2. Rejet des demandes de précisions :
- Travail « sérieux » : le juge a estimé que la FMSQ avait fourni un « travail sérieux de recherche d’informations » pour répondre aux demandes.
- Question de fond : le désaccord du PGQ portait sur la « force probante » (la crédibilité) des réponses de la FMSQ, et non sur leur manque de clarté. Ce genre d'attaque relève de l'audition au fond et non des requêtes préliminaires.
3. Rejet de la demande pour nouvelle cause d'action :
- Lien stratégique : Le tribunal a jugé qu'il existait une connexité suffisante entre les deux volets du recours (l'arbitrage et la contestation des clauses pénales). Les deux enjeux s'inscrivent dans une même logique : celle des « tactiques gouvernementales visant à restreindre le droit de pratique des médecins » et à « effriter l’équilibre des forces à la table des négociations ».
- Efficacité judiciaire : fractionner le litige entre les mêmes parties (FMSQ et PGQ) nuirait à l'utilisation efficace des ressources judiciaires, une approche à « proscrire ».
Le juge invite les parties à « redoubler d’efforts »

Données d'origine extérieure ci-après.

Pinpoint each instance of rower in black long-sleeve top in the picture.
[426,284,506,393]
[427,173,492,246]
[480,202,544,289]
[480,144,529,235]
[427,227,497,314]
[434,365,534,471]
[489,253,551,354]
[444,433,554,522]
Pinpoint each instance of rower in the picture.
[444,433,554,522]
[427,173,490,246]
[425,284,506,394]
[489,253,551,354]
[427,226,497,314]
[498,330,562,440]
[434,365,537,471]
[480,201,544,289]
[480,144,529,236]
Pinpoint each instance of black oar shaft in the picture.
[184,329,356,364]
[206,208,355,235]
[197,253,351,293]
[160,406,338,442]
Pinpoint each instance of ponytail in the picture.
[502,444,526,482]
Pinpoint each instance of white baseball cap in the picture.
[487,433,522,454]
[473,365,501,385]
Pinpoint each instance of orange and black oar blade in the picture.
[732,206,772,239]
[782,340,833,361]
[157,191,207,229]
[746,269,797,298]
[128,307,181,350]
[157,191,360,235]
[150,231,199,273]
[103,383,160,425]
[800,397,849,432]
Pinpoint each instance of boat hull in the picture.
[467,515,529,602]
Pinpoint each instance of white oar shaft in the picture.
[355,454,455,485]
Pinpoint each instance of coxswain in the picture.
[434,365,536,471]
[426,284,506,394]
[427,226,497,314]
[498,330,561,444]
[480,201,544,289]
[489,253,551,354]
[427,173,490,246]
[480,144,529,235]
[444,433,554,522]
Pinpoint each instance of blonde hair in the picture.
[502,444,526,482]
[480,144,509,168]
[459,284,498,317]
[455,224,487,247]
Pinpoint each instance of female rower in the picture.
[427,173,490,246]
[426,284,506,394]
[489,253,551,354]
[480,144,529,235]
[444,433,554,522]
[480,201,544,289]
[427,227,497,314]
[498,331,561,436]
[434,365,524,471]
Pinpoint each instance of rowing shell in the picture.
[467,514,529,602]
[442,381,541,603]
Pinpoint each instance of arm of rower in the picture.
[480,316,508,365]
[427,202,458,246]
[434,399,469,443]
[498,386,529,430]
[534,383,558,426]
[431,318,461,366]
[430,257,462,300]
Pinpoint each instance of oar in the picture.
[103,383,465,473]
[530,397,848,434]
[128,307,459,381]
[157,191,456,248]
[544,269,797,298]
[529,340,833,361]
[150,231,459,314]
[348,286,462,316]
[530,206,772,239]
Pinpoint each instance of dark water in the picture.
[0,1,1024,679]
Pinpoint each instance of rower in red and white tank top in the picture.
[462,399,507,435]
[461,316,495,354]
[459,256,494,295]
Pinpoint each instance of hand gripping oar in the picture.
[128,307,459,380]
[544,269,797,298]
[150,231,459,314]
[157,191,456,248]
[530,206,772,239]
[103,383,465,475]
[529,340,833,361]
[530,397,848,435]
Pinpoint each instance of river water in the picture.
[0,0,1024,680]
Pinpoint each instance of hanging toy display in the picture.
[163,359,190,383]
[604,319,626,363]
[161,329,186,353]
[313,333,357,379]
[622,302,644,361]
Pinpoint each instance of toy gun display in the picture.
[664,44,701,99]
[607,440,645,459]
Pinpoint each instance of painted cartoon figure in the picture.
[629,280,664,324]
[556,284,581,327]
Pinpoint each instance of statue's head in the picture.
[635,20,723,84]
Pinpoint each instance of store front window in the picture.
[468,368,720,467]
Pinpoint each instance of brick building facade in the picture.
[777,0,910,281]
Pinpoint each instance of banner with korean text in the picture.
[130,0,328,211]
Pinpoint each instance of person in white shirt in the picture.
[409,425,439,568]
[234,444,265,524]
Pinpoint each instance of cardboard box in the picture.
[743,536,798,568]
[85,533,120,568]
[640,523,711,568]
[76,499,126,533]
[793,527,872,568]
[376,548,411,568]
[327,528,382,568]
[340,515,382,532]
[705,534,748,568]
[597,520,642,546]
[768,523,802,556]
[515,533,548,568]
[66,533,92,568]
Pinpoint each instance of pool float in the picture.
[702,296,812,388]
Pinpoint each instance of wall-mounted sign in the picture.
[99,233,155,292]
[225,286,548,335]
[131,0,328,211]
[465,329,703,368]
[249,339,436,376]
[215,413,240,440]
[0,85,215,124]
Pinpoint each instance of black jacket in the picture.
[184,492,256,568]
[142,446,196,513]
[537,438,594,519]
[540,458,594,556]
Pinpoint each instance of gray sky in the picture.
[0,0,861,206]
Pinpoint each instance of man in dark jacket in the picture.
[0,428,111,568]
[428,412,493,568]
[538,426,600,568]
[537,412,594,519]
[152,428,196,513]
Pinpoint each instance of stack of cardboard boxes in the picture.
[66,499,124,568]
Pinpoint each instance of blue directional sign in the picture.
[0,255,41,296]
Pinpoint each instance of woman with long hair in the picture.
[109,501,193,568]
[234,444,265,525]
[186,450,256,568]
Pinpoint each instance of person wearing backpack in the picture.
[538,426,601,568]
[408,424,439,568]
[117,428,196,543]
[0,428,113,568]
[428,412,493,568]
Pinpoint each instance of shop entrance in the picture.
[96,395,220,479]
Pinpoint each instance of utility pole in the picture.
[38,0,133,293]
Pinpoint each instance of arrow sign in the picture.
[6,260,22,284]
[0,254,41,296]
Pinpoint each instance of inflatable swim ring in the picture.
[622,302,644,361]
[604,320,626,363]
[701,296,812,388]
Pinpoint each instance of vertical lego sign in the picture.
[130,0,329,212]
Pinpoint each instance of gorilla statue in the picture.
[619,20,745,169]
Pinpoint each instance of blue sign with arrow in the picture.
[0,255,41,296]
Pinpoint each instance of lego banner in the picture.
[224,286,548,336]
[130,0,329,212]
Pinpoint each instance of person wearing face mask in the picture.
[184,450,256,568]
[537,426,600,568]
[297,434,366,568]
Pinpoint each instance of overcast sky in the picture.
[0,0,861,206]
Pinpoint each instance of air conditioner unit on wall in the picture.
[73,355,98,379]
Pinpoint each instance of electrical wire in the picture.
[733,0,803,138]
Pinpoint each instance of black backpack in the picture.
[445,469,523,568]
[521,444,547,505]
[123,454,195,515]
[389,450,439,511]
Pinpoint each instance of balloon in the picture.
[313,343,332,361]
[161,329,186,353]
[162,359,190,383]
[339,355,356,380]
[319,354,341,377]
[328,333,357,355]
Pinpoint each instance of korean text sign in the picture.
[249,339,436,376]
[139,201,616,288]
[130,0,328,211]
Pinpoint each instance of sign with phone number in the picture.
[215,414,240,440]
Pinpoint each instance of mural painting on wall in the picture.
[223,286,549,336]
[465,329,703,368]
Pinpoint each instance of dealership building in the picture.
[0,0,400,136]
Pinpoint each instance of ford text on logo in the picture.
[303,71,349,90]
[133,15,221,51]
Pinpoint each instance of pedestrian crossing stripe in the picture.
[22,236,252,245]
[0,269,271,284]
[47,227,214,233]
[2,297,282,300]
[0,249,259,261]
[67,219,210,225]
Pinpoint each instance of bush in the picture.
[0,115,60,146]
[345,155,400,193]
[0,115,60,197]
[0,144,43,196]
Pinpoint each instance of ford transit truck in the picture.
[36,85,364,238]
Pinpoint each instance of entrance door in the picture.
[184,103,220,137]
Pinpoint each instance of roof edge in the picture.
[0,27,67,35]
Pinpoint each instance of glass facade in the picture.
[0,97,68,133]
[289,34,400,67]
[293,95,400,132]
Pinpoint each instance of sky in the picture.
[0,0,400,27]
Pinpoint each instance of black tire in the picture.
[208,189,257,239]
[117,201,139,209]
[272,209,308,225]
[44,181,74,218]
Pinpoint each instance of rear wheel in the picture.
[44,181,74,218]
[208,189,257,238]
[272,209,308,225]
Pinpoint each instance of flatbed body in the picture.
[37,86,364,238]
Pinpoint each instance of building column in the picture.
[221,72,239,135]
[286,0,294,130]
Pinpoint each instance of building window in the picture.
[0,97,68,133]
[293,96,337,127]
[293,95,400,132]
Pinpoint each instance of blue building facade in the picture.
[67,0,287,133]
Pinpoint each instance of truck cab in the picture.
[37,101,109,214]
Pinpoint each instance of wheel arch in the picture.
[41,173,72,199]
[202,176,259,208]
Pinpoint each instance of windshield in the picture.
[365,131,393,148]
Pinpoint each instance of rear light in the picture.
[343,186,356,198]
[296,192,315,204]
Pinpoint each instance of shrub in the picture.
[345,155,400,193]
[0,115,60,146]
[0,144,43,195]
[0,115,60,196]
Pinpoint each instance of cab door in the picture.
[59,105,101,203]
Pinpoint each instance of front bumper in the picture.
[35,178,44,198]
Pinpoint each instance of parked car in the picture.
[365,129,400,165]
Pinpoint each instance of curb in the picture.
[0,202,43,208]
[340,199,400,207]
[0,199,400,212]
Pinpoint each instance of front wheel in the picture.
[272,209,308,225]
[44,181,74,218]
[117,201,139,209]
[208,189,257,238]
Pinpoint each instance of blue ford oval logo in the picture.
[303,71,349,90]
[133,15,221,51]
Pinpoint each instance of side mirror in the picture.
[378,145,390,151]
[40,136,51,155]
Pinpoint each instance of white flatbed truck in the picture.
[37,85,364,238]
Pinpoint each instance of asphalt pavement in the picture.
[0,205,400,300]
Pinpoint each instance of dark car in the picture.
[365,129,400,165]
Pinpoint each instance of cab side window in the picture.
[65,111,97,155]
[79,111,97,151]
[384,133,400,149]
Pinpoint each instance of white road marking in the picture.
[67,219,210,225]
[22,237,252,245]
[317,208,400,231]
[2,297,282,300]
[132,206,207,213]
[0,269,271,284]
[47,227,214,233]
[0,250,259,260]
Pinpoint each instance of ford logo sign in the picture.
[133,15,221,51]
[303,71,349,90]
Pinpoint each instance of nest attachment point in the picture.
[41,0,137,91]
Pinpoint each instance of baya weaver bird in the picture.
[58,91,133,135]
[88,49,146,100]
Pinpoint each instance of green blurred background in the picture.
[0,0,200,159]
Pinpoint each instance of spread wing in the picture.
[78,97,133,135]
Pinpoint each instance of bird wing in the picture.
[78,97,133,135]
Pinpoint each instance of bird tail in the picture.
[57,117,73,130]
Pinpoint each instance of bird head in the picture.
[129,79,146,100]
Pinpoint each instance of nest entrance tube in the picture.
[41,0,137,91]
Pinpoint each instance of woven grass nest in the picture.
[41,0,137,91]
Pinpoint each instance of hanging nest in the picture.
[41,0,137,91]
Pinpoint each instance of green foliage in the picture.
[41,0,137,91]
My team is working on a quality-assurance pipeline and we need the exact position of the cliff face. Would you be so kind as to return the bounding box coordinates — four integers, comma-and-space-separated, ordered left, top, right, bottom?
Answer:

En conclusion, le juge Morin a rappelé la gravité des questions soulevées (liberté d’association, liberté d’établissement, impact sur l’accessibilité aux soins) et a manifesté un «certain étonnement quant à la lenteur observée» dans le déroulement de l’instance, qui dure depuis plus d’un an.
Il a exhorté les avocats à «redoubler d’efforts» afin de mener l’instance avec une «célérité renouvelée» pour permettre au judiciaire de jouer son rôle au sein de la «démocratie constitutionnelle ».
Le litige sera donc entendu au fond, avec toutes ses composantes intactes.